Transformation of 3D Metal-Organic Frameworks into Nanosheets with Enhanced Memristive Behavior for Electronic Data Processing.

The transition from three-dimensional (3D) to two-dimensional (2D) semiconducting and insulating materials for micro- and opto-electronics is driven by an energy efficiency and device miniaturization. Herein, the simplicity of growth and stacking of 2D metal-organic framework (MOF) with such planar devices opens up new perspectives in controlling their efficiency and operating parameters. Here, the study reports on 3D to 2D MOF' structural transformation to achieve ultrathin nanosheets with enhanced insulating properties.
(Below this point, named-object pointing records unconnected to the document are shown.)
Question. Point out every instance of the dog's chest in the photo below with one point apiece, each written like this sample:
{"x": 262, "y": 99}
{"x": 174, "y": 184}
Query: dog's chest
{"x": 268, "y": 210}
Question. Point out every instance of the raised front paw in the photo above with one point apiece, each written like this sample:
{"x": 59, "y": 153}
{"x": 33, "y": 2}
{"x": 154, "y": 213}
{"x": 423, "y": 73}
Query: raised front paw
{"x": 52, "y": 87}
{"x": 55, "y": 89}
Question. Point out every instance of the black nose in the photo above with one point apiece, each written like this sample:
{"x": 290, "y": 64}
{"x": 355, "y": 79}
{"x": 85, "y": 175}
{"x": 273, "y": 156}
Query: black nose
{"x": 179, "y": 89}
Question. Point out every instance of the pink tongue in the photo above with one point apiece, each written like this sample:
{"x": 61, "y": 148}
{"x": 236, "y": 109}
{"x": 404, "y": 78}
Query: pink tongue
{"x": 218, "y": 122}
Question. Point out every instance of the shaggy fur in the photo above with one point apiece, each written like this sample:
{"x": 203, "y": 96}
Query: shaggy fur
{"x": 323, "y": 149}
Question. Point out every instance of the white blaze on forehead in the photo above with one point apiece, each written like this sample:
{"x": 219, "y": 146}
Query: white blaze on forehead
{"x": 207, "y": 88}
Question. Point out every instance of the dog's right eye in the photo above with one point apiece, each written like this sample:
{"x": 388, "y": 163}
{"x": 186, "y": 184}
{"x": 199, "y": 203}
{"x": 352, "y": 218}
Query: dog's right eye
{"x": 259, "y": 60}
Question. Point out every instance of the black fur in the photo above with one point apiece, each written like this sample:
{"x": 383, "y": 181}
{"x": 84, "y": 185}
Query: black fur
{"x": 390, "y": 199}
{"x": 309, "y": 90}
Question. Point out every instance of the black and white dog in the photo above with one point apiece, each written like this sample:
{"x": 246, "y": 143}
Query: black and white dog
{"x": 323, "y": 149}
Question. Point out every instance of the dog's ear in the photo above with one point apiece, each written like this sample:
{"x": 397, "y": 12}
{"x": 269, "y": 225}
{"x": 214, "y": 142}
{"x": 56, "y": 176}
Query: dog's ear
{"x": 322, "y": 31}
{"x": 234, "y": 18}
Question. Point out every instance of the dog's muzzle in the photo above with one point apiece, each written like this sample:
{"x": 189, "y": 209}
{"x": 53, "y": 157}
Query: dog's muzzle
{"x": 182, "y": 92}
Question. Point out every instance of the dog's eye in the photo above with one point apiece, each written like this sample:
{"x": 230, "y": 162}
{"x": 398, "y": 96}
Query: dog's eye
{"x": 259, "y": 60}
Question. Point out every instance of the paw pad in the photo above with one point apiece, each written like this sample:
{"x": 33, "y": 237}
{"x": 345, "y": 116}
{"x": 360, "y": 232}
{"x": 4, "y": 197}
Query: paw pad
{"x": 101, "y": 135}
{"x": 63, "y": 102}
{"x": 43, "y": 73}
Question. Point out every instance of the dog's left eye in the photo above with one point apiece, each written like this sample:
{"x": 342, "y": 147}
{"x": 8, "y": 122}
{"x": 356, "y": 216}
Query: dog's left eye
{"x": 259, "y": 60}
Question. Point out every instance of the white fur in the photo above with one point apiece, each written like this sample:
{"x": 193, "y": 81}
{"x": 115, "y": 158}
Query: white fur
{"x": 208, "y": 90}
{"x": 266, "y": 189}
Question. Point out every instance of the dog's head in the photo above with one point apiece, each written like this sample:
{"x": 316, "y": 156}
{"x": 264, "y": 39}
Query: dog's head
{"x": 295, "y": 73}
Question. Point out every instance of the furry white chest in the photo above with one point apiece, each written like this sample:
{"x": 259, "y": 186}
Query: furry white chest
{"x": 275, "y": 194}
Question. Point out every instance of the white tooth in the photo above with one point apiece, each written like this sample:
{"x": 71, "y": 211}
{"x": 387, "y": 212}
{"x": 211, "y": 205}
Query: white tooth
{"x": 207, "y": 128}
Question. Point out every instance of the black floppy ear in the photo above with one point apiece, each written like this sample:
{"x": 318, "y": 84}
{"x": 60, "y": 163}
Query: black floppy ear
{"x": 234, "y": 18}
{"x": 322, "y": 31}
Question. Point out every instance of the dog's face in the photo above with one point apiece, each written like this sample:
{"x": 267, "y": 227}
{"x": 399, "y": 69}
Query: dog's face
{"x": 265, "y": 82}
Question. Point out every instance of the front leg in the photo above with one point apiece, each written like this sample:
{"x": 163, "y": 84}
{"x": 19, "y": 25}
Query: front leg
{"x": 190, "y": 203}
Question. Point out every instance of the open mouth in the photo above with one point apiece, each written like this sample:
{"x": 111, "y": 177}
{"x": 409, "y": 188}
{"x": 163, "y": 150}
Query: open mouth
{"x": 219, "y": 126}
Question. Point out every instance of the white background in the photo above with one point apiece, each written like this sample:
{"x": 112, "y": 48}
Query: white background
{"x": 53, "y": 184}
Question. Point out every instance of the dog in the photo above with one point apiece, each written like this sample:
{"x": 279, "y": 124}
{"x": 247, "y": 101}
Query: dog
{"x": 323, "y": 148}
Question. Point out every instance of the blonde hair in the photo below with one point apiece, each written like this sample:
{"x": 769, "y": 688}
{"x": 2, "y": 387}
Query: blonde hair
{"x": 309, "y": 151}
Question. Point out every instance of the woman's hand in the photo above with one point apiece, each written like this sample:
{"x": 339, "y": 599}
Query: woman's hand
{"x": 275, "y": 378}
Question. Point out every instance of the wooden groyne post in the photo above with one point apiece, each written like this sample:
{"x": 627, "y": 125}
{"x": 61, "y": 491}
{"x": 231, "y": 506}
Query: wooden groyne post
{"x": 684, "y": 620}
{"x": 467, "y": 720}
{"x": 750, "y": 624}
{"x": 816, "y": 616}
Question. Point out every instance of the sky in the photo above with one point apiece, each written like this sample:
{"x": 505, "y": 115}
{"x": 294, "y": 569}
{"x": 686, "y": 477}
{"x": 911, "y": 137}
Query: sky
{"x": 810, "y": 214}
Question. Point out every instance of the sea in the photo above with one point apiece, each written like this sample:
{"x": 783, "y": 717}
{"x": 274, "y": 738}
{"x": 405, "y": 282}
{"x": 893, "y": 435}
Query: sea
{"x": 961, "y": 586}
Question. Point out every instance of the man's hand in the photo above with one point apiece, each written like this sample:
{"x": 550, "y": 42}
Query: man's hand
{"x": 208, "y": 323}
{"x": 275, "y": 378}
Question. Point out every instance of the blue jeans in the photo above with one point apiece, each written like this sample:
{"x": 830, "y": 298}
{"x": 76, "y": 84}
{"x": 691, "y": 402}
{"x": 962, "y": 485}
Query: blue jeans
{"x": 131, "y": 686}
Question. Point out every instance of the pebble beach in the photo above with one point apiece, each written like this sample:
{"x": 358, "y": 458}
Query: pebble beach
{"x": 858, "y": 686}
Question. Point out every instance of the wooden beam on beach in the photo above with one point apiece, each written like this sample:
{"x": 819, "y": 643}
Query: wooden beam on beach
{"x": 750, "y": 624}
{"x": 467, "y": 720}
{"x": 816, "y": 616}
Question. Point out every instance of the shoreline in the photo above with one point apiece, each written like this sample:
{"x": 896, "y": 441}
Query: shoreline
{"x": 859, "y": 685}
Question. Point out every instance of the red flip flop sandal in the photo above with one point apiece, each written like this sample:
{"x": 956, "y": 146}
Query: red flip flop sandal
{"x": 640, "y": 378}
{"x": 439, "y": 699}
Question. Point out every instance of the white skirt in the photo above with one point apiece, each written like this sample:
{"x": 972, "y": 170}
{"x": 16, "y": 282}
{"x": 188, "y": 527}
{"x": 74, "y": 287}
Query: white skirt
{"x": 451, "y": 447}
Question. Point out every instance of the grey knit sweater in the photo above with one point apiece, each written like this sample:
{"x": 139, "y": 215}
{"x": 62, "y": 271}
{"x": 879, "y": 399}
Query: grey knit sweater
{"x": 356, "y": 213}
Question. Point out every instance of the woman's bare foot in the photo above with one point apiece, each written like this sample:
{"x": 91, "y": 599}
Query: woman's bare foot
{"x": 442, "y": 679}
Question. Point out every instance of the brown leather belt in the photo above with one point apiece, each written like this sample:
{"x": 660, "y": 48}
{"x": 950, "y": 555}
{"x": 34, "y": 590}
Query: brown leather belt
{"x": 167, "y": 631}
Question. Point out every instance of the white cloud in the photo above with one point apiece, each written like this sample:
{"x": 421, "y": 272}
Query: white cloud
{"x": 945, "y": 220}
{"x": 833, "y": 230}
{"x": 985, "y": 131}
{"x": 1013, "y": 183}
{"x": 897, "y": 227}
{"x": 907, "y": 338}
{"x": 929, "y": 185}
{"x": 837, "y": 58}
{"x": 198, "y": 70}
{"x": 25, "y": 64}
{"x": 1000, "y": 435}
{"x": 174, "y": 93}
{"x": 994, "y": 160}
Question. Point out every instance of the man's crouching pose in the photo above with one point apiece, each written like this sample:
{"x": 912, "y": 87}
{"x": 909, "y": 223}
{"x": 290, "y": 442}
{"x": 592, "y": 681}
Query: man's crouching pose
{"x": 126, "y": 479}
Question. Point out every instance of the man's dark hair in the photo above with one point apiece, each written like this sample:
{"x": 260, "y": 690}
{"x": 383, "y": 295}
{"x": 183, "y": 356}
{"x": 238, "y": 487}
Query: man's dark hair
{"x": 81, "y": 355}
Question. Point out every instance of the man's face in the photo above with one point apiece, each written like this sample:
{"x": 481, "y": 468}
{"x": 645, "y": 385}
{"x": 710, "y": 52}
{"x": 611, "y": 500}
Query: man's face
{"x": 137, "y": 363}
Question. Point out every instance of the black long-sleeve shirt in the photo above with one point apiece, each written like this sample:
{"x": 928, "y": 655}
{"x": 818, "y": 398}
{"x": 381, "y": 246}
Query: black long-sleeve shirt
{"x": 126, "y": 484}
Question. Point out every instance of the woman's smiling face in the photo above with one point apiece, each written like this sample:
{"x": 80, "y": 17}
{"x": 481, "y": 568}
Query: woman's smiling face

Based on neutral N-donor ligands, the study designs and solvothermally synthesizes 3D MOFs followed by their thermal and solvent treatment to implement the transformation. A set of single crystal and powder X-ray diffraction, electron microscopy, Raman spectroscopy, numerical modeling, and mechanical exfoliation confirm the nature of the transformation. Compared with initial 3D MOF, its nanosheets demonstrate sufficient changes in electronic properties, expressed as tuning their absorption, photoluminescence, and resistivity. The latter allows to demonstrate the prototype of ultrathin memristive element based on a 4 to 32 nm MOF nanosheet with enhanced functionality (150 to 1400 ON/OFF ratio, retention time exceeding 7300 s, and 100 cycles of switching), thereby, extending the list of scalable and insulating 2D MOFs for micro- and opto-electronics.